At Hollywood Resumes, we obviously value careers -- we know there's a lot of joy and fulfillment in working in a role and industry you love, which is why we love helping our clients prepare the materials they need to secure their dream jobs.
But in times like these, you may need to remind yourself that your career isn't everything.
It's fair to say that most people are facing some work-related challenges right now. To all the essential workers: THANK YOU. We know most of you don't get paid a typical "essential" salary, and we see you, appreciate you, and hope that this cultural shift will lead to greater recognition for the work you're doing. And if your work is considered "non-essential" -- let's dwell on that for a minute. It doesn't mean your work is not important or of no consequence, but the categorization is a good to remember that we work to live, not the other way around. Sometimes, it's okay to put your career on the back burner.
If you find yourself out of a job, you're understandably concerned. After you figure out the fundamentals of how to support yourself and your family, you may start to worry about your long-term career. If fear that your career has been completely derailed starts to creep in, take a deep breath. There's no benefit from worrying about things you can't change. When you're back on the job hunt, hiring managers will understand what happened -- the memory of coronavirus isn't going to fade any time soon. If you need to take a part-time job to pay the bills, don't worry about how it will look on your resume down the road or if it's good for your career -- take the job and pay your bills. If you have other ways to stay solvent, take this time to focus on other areas of life, like connecting with the people you love (from afar), engaging in your hobbies, giving back to your community, and practicing self-care. If having a career plan will help you feel calmer, you can start to research companies and roles that interest you and update your resume, but it's also totally okay if you're not feeling up to it -- the world has, in a sense, pressed pause on "career" right now, so take advantage of the time to focus on other things.

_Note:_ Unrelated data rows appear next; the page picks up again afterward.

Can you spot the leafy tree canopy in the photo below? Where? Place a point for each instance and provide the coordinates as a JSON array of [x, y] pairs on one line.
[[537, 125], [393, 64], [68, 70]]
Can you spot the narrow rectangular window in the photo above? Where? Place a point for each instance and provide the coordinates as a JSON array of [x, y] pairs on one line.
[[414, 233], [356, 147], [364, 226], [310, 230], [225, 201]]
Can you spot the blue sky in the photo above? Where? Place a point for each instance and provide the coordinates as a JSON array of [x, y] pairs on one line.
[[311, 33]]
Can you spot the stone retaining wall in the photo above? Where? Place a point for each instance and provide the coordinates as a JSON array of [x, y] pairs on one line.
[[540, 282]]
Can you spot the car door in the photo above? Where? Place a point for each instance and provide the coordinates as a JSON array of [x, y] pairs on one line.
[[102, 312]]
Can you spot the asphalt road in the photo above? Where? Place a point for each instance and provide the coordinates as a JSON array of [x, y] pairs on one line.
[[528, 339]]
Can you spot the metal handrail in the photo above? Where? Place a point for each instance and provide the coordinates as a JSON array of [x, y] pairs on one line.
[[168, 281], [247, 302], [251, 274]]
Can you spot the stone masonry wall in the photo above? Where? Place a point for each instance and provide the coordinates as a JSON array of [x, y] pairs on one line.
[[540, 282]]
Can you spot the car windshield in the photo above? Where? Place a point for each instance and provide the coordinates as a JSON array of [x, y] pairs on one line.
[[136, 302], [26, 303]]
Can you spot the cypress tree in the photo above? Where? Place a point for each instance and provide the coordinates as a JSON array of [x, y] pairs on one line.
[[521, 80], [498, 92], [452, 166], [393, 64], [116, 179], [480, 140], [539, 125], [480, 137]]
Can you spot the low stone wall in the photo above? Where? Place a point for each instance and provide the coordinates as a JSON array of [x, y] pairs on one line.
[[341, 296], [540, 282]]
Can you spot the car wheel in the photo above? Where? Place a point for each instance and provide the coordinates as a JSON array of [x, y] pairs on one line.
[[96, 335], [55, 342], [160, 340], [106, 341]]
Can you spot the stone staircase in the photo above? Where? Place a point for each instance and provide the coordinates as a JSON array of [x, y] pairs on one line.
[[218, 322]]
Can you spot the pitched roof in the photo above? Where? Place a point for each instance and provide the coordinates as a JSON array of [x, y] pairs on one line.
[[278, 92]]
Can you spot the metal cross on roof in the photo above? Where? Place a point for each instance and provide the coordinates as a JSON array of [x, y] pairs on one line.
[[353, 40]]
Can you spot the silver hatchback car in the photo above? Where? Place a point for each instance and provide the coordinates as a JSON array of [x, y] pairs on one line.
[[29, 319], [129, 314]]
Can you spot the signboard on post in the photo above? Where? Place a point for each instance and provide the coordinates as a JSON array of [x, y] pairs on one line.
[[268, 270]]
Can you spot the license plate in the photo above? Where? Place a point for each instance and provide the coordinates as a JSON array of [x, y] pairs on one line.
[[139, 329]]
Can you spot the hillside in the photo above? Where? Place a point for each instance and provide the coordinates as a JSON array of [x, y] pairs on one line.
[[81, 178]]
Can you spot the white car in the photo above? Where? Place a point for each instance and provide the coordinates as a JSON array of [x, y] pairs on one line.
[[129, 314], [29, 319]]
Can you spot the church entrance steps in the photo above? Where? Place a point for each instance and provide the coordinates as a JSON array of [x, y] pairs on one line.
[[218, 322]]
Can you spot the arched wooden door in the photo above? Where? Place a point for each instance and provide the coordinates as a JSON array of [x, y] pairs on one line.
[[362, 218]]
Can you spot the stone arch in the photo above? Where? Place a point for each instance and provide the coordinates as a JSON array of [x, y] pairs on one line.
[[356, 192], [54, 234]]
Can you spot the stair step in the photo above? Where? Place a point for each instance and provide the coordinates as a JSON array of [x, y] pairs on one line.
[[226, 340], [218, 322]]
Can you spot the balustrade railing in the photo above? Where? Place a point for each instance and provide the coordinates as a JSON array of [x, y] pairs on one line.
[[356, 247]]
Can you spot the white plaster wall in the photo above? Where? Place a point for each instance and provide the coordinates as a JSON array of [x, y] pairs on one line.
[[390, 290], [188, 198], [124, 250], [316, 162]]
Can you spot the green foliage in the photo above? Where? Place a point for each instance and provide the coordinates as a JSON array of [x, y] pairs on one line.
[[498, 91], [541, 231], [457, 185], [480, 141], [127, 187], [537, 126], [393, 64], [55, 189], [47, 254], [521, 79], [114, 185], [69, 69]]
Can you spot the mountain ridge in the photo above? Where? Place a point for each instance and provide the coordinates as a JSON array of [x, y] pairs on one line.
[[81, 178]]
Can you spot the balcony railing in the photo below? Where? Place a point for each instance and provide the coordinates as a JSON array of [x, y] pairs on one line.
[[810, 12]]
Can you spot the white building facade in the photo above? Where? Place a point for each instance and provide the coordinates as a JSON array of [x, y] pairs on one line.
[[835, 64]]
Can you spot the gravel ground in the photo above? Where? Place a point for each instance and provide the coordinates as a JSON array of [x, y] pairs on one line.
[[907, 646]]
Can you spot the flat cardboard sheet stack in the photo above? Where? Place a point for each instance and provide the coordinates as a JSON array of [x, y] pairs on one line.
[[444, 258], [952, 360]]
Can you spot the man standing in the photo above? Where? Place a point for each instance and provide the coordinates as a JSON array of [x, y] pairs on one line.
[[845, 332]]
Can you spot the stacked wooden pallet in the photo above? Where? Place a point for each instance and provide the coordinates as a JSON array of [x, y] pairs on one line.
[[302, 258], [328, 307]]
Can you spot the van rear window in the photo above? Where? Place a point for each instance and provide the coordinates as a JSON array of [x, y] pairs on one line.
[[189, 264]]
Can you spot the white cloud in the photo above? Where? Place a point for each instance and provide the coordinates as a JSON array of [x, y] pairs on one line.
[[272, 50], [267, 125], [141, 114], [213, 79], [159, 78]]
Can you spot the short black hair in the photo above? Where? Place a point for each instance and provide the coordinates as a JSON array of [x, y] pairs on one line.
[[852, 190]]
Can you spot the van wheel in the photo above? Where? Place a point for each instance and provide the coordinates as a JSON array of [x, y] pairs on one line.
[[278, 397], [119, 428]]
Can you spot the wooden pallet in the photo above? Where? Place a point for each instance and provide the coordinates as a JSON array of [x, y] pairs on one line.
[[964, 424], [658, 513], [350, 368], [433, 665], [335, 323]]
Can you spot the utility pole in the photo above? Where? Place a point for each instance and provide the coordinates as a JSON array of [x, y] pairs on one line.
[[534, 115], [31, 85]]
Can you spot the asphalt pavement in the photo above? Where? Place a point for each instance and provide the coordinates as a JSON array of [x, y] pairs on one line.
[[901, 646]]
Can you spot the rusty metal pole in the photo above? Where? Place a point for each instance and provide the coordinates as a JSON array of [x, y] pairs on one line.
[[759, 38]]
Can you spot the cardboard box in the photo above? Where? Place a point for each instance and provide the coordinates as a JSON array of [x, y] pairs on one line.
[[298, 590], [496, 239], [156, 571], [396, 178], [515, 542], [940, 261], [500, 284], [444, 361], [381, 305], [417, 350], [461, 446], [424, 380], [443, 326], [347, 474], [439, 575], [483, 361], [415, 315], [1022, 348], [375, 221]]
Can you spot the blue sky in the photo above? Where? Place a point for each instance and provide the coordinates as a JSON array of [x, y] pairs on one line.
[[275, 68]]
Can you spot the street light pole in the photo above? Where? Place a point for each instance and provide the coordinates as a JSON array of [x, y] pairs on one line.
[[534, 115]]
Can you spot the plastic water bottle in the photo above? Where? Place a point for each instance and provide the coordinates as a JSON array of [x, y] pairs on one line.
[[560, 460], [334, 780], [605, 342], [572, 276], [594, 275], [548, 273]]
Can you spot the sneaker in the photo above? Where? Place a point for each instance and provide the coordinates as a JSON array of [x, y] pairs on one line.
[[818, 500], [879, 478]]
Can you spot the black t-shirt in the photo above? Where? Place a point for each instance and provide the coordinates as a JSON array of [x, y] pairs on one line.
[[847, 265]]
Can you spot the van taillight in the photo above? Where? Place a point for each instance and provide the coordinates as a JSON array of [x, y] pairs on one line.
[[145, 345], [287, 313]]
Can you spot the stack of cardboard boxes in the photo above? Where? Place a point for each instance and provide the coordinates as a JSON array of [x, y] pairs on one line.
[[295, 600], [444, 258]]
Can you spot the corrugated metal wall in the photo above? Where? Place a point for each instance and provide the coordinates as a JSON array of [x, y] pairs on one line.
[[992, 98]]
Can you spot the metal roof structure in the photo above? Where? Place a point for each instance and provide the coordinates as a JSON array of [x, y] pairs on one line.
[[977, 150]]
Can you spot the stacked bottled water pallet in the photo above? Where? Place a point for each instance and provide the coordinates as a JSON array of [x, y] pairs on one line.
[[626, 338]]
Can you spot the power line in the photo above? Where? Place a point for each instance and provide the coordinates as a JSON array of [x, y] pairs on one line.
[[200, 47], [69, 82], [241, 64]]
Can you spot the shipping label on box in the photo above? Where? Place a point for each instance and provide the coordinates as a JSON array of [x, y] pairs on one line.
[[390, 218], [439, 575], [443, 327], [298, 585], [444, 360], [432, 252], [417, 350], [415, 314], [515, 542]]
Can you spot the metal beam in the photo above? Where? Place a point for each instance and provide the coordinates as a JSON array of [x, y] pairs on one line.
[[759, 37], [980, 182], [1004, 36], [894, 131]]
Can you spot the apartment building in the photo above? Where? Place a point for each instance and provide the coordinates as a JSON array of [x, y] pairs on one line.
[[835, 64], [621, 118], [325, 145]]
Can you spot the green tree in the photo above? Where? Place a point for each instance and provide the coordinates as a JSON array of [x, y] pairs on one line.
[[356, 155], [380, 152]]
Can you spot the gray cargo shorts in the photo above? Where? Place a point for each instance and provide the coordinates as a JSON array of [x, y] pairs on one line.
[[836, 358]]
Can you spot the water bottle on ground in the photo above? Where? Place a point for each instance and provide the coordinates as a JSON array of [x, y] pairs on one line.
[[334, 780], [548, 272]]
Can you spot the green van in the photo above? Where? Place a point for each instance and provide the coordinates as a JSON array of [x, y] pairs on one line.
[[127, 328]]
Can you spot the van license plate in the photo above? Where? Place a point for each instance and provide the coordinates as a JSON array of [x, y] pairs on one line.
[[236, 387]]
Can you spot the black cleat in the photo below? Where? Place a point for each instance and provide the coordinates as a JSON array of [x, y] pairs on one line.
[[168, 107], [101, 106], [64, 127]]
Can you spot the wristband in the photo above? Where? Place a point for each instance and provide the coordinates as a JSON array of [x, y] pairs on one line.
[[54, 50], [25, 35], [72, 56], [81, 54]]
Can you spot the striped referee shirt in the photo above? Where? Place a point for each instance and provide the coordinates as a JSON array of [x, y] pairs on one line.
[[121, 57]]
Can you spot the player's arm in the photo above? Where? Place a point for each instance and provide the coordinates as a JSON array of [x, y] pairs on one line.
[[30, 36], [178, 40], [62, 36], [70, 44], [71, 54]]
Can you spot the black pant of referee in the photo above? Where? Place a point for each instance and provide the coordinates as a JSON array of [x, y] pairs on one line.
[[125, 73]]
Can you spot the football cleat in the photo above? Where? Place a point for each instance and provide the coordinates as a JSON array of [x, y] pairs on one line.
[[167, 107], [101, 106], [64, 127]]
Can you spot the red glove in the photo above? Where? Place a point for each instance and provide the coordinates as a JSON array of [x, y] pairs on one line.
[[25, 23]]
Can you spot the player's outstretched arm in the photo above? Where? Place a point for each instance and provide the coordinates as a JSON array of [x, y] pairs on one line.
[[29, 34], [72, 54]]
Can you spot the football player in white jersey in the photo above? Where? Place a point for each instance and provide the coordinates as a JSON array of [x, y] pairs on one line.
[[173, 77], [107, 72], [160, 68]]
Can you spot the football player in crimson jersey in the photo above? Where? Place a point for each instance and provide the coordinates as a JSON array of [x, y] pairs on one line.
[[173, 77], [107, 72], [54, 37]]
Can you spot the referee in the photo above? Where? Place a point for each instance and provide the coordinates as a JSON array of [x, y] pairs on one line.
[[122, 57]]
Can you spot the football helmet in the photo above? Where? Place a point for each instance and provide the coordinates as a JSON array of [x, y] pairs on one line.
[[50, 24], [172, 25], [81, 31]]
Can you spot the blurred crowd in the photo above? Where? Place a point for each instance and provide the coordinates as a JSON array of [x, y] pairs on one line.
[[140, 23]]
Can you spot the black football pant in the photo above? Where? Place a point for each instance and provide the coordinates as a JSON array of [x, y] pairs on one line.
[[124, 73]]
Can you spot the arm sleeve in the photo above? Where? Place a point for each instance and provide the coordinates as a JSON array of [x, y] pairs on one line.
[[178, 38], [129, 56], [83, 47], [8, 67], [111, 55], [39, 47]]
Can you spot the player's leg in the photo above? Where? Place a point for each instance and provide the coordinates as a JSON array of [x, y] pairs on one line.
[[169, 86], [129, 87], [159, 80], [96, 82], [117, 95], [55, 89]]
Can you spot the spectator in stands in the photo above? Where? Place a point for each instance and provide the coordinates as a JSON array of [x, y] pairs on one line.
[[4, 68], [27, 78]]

Similarly, if you're working remotely but have very little to do, or are still getting paid but can't actually "work" remotely, don't sweat it. You don't need to invent projects for yourself or find extreme ways to stay on top of your boss's radar. Everyone understands that certain jobs are slower now, and no one is going to blame you for the downturn. It's okay to do household chores, learn a new skill, binge-watch a show, and have marathon Zoom calls with your pals from college. And certainly, if you are sick or caring for someone who's sick, take the time you need to get better or care for them. You don't want to waste precious moments doing busy work. Save your energy for the things that matter most in life: your health and happiness and that of the people you love.
If your work is piling on and you're feeling up to peak performance, by all means go full steam ahead! But remember that just because you're working from home doesn't mean you're suddenly on call 24/7. You should make an effort to keep to your normal hours. And if you're not feeling up to peak performance, that's understandable, too. Take a close look at the work you're doing: Is there anything that's actually not that important? Would you really be doing every single project you're working on right now if you were back in the office? Make sure you're putting your health (physical and mental) first. Take sick day if you need one. If you're caring for a sick relative or have young children at home and you need to take on more errands/housework than usual, tell your boss. Even if if you're just plain overwhelmed by your proximity to the grimness of illness and death, give yourself a break. If you really think your boss would fire for you not being on your A+ game during a pandemic, it's probably time to question whether you still want to work there. Because now more than ever, career isn't everything.
Your career will still be viable when this pandemic ends. Now's the time to lean in to the more essential aspects of life. Put yourself first, and do what it takes to stay healthy and happy!